“Ha 23 anni, è una ragazza molto sensibile ai problemi di chi, solo per motivi geografici, stenta a sopravvivere; si laurea e invece di cercare un lavoro nella zona d’Italia con maggiori possibilità, decide di andare in Kenia come volontaria ad aiutare i bambini.
O avreste preferito una ventenne che si sballa in discoteca?
La rapiscono e passa 18 mesi col terrore di venire uccisa, stuprata, violentata.
Vive 518 giorni in stanze buie – cambia 6 covi – dorme a terra sorvegliata a vista da uomini armati…
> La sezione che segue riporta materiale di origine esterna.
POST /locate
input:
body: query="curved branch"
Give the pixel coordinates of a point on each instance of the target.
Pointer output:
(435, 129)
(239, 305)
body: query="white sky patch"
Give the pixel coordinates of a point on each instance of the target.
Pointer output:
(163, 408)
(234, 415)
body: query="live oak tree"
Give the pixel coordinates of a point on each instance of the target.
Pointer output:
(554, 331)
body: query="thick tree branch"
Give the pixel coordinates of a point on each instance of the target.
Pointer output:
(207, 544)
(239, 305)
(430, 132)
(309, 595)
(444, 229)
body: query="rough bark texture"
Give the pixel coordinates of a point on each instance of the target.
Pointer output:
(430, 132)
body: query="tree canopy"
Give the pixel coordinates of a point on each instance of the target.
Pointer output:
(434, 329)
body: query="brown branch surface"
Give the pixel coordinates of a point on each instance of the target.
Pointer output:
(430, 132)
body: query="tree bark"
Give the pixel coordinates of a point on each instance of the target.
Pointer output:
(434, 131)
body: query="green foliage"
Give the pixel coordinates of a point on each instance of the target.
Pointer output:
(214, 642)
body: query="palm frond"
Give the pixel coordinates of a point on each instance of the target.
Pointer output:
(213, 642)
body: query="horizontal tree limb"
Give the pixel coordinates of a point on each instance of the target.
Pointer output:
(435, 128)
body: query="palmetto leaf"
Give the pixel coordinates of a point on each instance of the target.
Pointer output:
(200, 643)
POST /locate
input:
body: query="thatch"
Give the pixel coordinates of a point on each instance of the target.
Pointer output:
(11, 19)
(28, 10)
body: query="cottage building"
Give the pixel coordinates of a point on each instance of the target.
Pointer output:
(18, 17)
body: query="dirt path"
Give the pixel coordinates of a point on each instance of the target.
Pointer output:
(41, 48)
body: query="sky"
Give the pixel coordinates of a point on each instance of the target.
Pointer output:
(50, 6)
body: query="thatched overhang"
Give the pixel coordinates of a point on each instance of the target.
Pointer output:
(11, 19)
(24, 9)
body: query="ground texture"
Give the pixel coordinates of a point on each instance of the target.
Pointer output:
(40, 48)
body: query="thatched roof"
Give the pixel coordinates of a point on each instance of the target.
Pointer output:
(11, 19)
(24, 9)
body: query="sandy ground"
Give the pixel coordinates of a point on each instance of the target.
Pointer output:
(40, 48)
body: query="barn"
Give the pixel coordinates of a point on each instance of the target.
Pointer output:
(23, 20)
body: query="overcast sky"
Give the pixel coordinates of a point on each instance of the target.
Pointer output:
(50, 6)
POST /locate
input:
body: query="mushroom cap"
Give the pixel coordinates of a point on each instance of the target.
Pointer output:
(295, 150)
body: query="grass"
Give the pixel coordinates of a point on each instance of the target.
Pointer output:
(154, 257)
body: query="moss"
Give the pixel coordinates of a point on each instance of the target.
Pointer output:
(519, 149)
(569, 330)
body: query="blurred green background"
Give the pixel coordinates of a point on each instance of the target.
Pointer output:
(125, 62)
Ma non va bene se, scendendo dall’aereo che finalmente la riporta a casa, sorride, vestita con ciò che ha indossato per un anno e mezzo e dichiara di stare bene e di aver cambiato religione. Nonostante questa terribile esperienza, il giudizio che si da su questa giovane, proprio in quanto donna, è sul vestito che indossa, sul sorriso che tende a rassicurare i suoi cari e sulla sua scelta personale di fede.
“Così come è stata criticata Carola Rackete per ever deposto in questura in maglietta senza reggiseno; così come se porti la minigonna e ti stuprano, te la sei cercata” ci ricorda Michela Murgia in un suo intervento sui social.
Padre Giulio Albanese, missionario comboniano cerca di frenare i giudizi sulla conversione all’Islam di Silvia e, in un’intervista al Corriere della Sera dichiara “non sappiamo quali siano le condizioni spirituali e mentali” di questa giovane che sopravvive per così tanto tempo in condizioni di privazione totale della libertà in mano a gente che “te ne fa di cotte e di crude” afferma il missionario che conosce bene quel mondo per aver operato in Africa ed essere stato a sua volta sequestrato, anche se per pochi giorni ma quanto basta per “uscire con le ossa rotte da quell’esperienza”.
E cosa dire infine del sorriso?
“Pensavo, sorridendo, di poter gioire con tutti voi della mia riconquistata libertà” scrive in un suo post su facebook.
Ma si può chiamare “libertà” essere bersaglio delle critiche più dure e cattive, essere presa di mira e colpita nelle proprie intime scelte?”